Health Populi’s Hot Points: Salesforce launched its Health Cloud last year, promoting “Patient relationships, not records” in its tagline, because, as Salesforce says, “Patients no longer have patience.”
I say “Amen” to that, and perhaps one reason is because all patients are dealing with greater out-of-pocket costs, insurance hassles, and information gaps (and gaffes) in U.S. healthcare. More skin in the game of health care is translating into less patience and higher expectations for customer service, which is one of Salesforce’s callouts and a strong rationale for the Health Cloud.

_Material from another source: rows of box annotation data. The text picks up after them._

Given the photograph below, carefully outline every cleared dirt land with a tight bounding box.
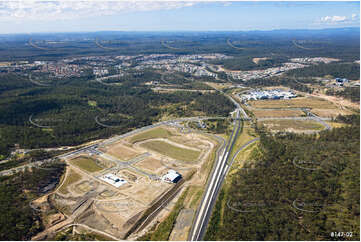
[129,127,172,144]
[70,156,103,172]
[312,109,353,118]
[40,126,220,239]
[58,169,81,194]
[252,110,305,118]
[260,120,324,132]
[142,140,201,162]
[249,97,337,109]
[100,143,141,160]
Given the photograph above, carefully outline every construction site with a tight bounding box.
[31,125,219,240]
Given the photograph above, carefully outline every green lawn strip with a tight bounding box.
[138,188,188,241]
[130,128,172,144]
[142,140,200,162]
[261,120,324,130]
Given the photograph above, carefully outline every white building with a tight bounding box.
[100,173,127,187]
[162,170,182,183]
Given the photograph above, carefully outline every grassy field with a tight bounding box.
[312,109,353,118]
[326,121,348,128]
[70,157,103,172]
[249,97,337,109]
[252,110,305,118]
[138,189,188,241]
[230,122,257,160]
[142,140,200,161]
[260,120,324,131]
[130,128,172,144]
[58,170,81,194]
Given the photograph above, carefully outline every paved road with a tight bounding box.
[189,108,241,241]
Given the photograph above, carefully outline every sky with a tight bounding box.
[0,0,360,34]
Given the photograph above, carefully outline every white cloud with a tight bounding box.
[321,16,347,23]
[0,0,195,21]
[351,13,360,20]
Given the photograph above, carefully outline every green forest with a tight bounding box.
[0,74,233,156]
[0,163,65,240]
[205,115,360,240]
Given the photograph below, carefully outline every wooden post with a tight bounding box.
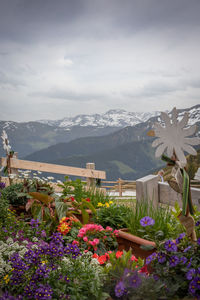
[136,175,159,207]
[86,163,95,188]
[118,178,122,197]
[10,152,19,175]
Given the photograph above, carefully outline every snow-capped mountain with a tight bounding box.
[0,105,200,157]
[38,109,160,128]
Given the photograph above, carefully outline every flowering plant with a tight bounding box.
[77,224,118,255]
[1,233,103,300]
[146,234,200,299]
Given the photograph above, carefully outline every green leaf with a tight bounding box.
[55,201,68,220]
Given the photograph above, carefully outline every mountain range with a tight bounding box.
[0,105,200,180]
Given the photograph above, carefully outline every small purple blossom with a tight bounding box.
[157,252,166,264]
[115,281,126,298]
[169,255,179,267]
[183,246,192,253]
[195,220,200,226]
[0,182,6,190]
[185,269,196,280]
[180,256,187,265]
[30,219,39,228]
[146,252,157,265]
[129,272,142,288]
[34,284,53,300]
[140,216,155,227]
[164,240,177,252]
[176,232,185,244]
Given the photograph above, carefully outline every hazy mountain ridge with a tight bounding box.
[39,109,160,128]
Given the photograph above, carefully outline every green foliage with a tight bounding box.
[93,204,131,229]
[126,199,183,241]
[1,183,27,206]
[26,192,68,230]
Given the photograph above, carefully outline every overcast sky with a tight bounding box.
[0,0,200,121]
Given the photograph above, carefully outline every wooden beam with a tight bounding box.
[0,157,106,179]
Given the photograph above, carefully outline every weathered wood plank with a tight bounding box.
[0,157,106,179]
[158,182,200,209]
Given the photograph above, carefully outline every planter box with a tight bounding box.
[117,230,156,259]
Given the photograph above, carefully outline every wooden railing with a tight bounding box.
[136,175,200,209]
[0,156,106,186]
[101,178,136,197]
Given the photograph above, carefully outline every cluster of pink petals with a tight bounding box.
[78,224,104,238]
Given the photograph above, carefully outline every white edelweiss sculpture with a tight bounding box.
[152,108,200,166]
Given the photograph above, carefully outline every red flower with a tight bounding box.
[116,251,123,258]
[131,255,138,261]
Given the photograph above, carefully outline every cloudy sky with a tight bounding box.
[0,0,200,121]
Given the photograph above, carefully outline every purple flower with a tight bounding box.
[30,219,39,228]
[115,281,126,298]
[164,240,177,252]
[176,232,185,244]
[169,255,179,267]
[140,216,155,227]
[34,284,53,300]
[157,252,166,264]
[129,272,142,288]
[189,280,196,295]
[194,276,200,289]
[185,269,196,280]
[146,252,157,265]
[195,220,200,226]
[183,246,192,253]
[41,230,47,238]
[180,256,187,265]
[0,182,6,190]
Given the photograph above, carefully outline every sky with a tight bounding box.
[0,0,200,122]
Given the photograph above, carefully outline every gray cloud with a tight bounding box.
[0,0,200,120]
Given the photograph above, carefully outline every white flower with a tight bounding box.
[152,108,200,165]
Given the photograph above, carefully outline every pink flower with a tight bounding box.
[72,240,79,246]
[106,226,113,231]
[113,229,119,236]
[83,236,88,242]
[93,239,99,245]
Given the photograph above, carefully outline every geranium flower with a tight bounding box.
[169,255,179,267]
[140,216,155,227]
[164,240,177,252]
[152,108,200,165]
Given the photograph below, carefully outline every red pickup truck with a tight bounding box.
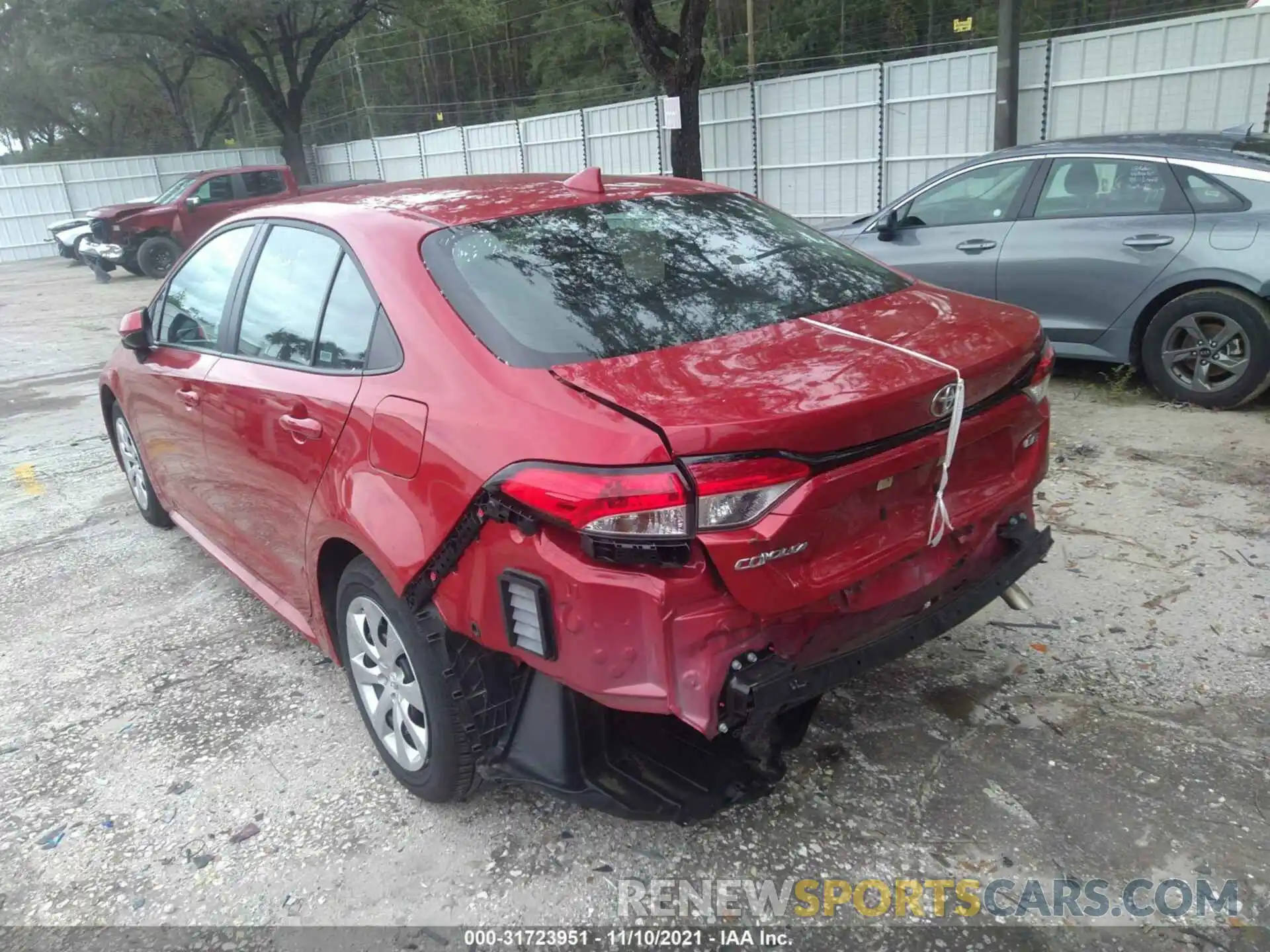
[79,165,363,279]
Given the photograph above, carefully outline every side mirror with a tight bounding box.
[878,208,899,241]
[119,307,150,353]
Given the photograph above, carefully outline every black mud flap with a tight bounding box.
[483,673,784,824]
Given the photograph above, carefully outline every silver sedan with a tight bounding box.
[824,134,1270,407]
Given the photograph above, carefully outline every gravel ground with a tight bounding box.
[0,260,1270,948]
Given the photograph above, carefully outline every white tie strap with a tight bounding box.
[799,317,965,546]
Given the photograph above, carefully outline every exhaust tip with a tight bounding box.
[1001,585,1034,612]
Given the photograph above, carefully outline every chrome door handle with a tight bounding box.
[278,414,321,443]
[1120,235,1173,251]
[956,239,997,253]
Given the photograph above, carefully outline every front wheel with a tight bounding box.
[335,556,476,803]
[1142,288,1270,410]
[110,404,171,530]
[137,235,181,279]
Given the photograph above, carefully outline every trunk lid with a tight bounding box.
[554,284,1048,615]
[89,200,163,221]
[552,283,1040,456]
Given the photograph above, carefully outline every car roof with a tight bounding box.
[990,131,1270,169]
[250,174,736,231]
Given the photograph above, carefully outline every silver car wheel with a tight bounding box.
[344,595,428,770]
[1161,311,1248,392]
[114,416,150,510]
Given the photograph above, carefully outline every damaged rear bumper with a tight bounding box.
[476,518,1053,822]
[720,522,1054,733]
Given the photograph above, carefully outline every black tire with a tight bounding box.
[335,556,478,803]
[1142,287,1270,410]
[110,403,171,530]
[130,235,181,279]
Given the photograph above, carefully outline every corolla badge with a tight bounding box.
[734,542,806,569]
[931,383,956,419]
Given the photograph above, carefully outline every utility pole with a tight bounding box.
[745,0,754,81]
[992,0,1023,149]
[348,42,376,138]
[243,87,259,146]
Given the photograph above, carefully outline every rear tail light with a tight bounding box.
[689,456,810,531]
[494,463,689,538]
[1024,340,1054,404]
[490,457,810,539]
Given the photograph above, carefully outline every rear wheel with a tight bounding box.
[335,556,476,803]
[1142,288,1270,410]
[137,235,181,278]
[110,404,171,530]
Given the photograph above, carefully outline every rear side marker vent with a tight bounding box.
[498,569,555,661]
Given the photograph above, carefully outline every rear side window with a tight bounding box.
[243,169,286,198]
[423,194,907,367]
[193,175,233,204]
[155,227,254,350]
[314,255,377,371]
[237,226,343,367]
[1177,169,1248,212]
[1037,157,1190,218]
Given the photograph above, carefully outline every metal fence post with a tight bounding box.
[54,163,75,218]
[1040,37,1051,142]
[878,62,886,208]
[653,94,675,175]
[749,76,763,198]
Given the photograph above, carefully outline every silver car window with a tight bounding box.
[899,161,1031,227]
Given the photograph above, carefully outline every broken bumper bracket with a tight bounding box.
[719,519,1054,731]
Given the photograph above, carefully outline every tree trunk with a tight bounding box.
[279,114,309,185]
[667,79,701,179]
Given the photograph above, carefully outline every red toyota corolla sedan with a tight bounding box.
[101,170,1053,820]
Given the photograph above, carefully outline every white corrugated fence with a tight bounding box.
[0,9,1270,260]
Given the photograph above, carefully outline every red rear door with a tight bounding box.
[195,226,376,613]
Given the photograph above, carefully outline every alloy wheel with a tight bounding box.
[114,416,150,510]
[344,595,428,770]
[1160,311,1248,392]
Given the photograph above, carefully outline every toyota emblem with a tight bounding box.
[931,383,956,419]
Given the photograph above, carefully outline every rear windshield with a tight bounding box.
[423,193,907,367]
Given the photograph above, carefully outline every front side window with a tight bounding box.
[237,225,341,367]
[243,169,286,198]
[155,227,253,350]
[898,161,1033,229]
[155,177,194,204]
[1035,157,1185,218]
[423,193,907,367]
[1177,169,1247,212]
[192,175,233,204]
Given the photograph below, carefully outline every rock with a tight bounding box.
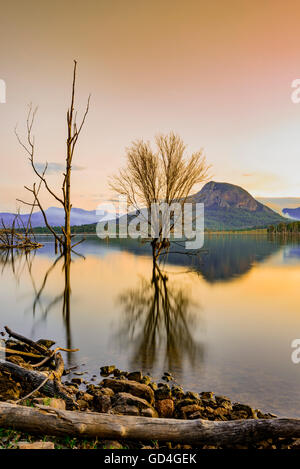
[232,402,257,419]
[77,399,89,410]
[112,405,140,416]
[161,375,172,381]
[184,391,200,401]
[290,438,300,449]
[43,397,66,410]
[112,392,152,410]
[155,383,171,400]
[189,410,204,420]
[127,371,143,383]
[141,408,158,418]
[176,399,200,410]
[101,388,115,397]
[0,376,21,401]
[82,392,94,402]
[141,375,151,386]
[171,386,184,399]
[102,378,154,404]
[102,440,124,449]
[100,365,116,376]
[93,393,111,413]
[71,378,83,385]
[7,355,34,370]
[155,399,174,418]
[17,441,54,449]
[215,396,232,410]
[149,381,158,391]
[180,403,204,419]
[36,339,55,349]
[201,398,217,407]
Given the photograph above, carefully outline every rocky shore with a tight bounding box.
[0,330,300,449]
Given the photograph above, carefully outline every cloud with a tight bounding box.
[35,162,85,174]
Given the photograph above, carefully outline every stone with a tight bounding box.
[176,399,197,410]
[71,378,83,385]
[36,339,55,349]
[156,399,174,418]
[82,392,94,402]
[184,391,200,401]
[232,402,257,418]
[0,376,21,401]
[141,375,151,386]
[101,388,115,397]
[171,386,184,399]
[112,392,152,410]
[155,383,171,400]
[77,399,89,410]
[149,381,158,391]
[141,408,158,418]
[112,405,140,416]
[100,365,116,376]
[93,393,111,413]
[17,441,54,449]
[215,396,232,410]
[161,375,172,381]
[102,378,154,404]
[43,397,66,410]
[102,440,124,449]
[127,371,143,383]
[180,403,204,419]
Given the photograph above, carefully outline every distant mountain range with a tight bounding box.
[282,207,300,220]
[193,181,287,230]
[0,181,288,230]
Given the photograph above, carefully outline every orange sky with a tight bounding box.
[0,0,300,210]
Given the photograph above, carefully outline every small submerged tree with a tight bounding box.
[110,132,209,262]
[15,60,90,253]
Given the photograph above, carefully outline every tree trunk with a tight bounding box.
[0,403,300,446]
[0,354,76,406]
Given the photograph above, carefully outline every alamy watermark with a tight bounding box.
[0,79,6,104]
[96,196,204,249]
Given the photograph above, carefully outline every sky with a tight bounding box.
[0,0,300,211]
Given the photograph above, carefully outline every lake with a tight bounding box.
[0,234,300,417]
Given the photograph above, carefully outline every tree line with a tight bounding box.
[267,221,300,233]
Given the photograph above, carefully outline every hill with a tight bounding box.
[282,207,300,220]
[193,181,287,230]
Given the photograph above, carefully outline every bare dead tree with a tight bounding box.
[15,60,90,252]
[110,132,209,261]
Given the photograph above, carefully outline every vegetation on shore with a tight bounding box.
[0,327,299,449]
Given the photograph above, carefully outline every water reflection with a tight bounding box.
[118,263,204,370]
[0,250,76,365]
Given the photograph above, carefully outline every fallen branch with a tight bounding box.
[16,374,51,404]
[0,360,78,407]
[0,403,300,446]
[4,326,51,356]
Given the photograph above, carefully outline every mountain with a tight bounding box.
[282,207,300,220]
[0,207,107,228]
[0,181,288,230]
[193,181,287,230]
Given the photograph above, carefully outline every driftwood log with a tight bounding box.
[0,354,77,407]
[0,402,300,446]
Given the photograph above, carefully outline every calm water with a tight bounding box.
[0,235,300,417]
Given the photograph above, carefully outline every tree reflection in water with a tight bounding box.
[0,250,75,366]
[118,264,204,371]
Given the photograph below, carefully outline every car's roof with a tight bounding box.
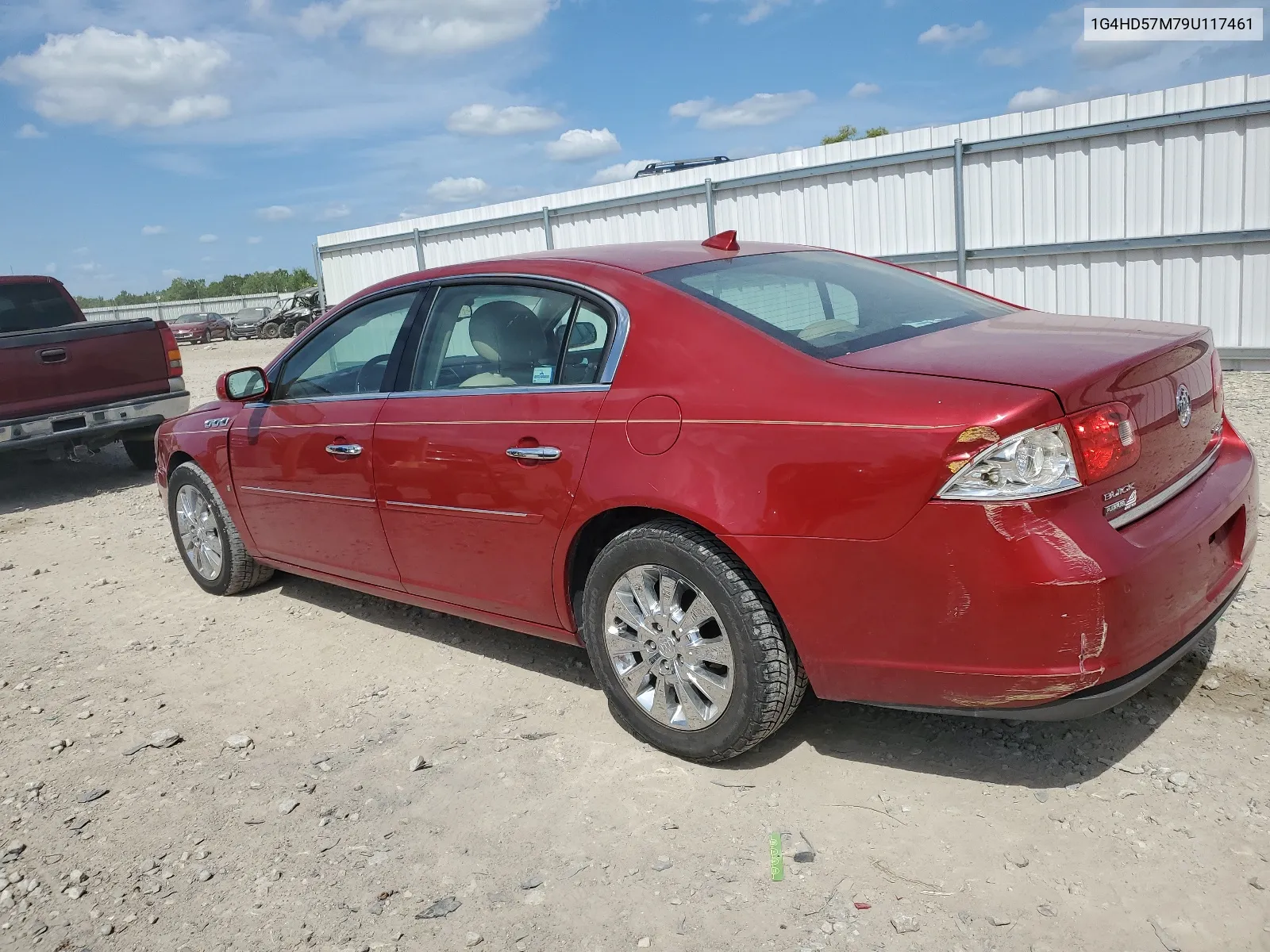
[487,241,810,274]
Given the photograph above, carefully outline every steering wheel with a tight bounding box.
[356,354,389,393]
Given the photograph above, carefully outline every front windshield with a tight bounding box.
[649,251,1018,358]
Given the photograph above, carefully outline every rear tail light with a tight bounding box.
[936,404,1141,501]
[155,321,182,377]
[1067,404,1141,482]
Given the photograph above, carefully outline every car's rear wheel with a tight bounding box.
[123,436,155,471]
[167,463,273,595]
[583,519,806,760]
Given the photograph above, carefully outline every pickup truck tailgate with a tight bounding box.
[0,320,167,420]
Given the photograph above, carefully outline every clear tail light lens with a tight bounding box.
[936,423,1081,501]
[1067,404,1141,482]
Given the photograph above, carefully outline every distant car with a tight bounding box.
[635,155,732,179]
[230,307,269,340]
[167,311,230,344]
[156,232,1257,760]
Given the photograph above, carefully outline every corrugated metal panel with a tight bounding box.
[319,76,1270,347]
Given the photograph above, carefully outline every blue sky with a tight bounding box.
[0,0,1270,294]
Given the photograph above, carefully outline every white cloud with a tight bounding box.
[256,205,296,221]
[591,159,656,186]
[446,103,564,136]
[917,21,989,49]
[979,46,1027,66]
[1007,86,1072,112]
[296,0,554,56]
[0,27,230,129]
[428,175,489,203]
[671,89,815,129]
[548,129,622,163]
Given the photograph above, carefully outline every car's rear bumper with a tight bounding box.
[725,427,1257,719]
[0,377,189,453]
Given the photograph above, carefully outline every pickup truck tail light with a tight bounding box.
[936,404,1141,503]
[155,321,182,377]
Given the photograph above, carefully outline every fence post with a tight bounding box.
[414,228,428,271]
[542,205,555,251]
[314,241,326,311]
[952,138,965,286]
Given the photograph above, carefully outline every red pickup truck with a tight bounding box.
[0,275,189,470]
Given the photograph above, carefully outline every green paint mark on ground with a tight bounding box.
[770,833,785,882]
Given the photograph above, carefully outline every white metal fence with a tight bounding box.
[84,294,279,321]
[315,76,1270,360]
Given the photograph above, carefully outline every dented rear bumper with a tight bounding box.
[725,416,1257,720]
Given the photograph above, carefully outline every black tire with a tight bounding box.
[123,436,155,472]
[582,519,806,762]
[167,463,273,595]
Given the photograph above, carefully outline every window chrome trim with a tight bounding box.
[387,383,608,400]
[1109,443,1222,529]
[411,271,631,393]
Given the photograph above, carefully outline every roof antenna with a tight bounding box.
[701,228,741,251]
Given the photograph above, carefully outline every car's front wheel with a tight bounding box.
[167,463,273,595]
[582,519,806,760]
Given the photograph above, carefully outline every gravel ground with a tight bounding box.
[0,341,1270,952]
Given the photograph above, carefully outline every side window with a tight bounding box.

As the patient continues to morph into the payor for healthcare, they demand (in the economic sense) the kinds of information, tools, and services required to manage their financial risk, as well as clinical support for self-care in-between hands-on care with their clinicians. While the clinicians are beloved, as shown in the Salesforce survey, people (who don’t view themselves as patients 24/7) seek virtual care alternatives in real life. Salesforce’s Health Cloud, which leverages important wonky information integration features like FHIR standards and HL7 interfaces, can (potentially) bring a streamlined experience to patients and their physicians. As I asserted in a post last week on the potential for platforms in health/care, this is what health consumers seek. Salesforce looks to be part of that scenario.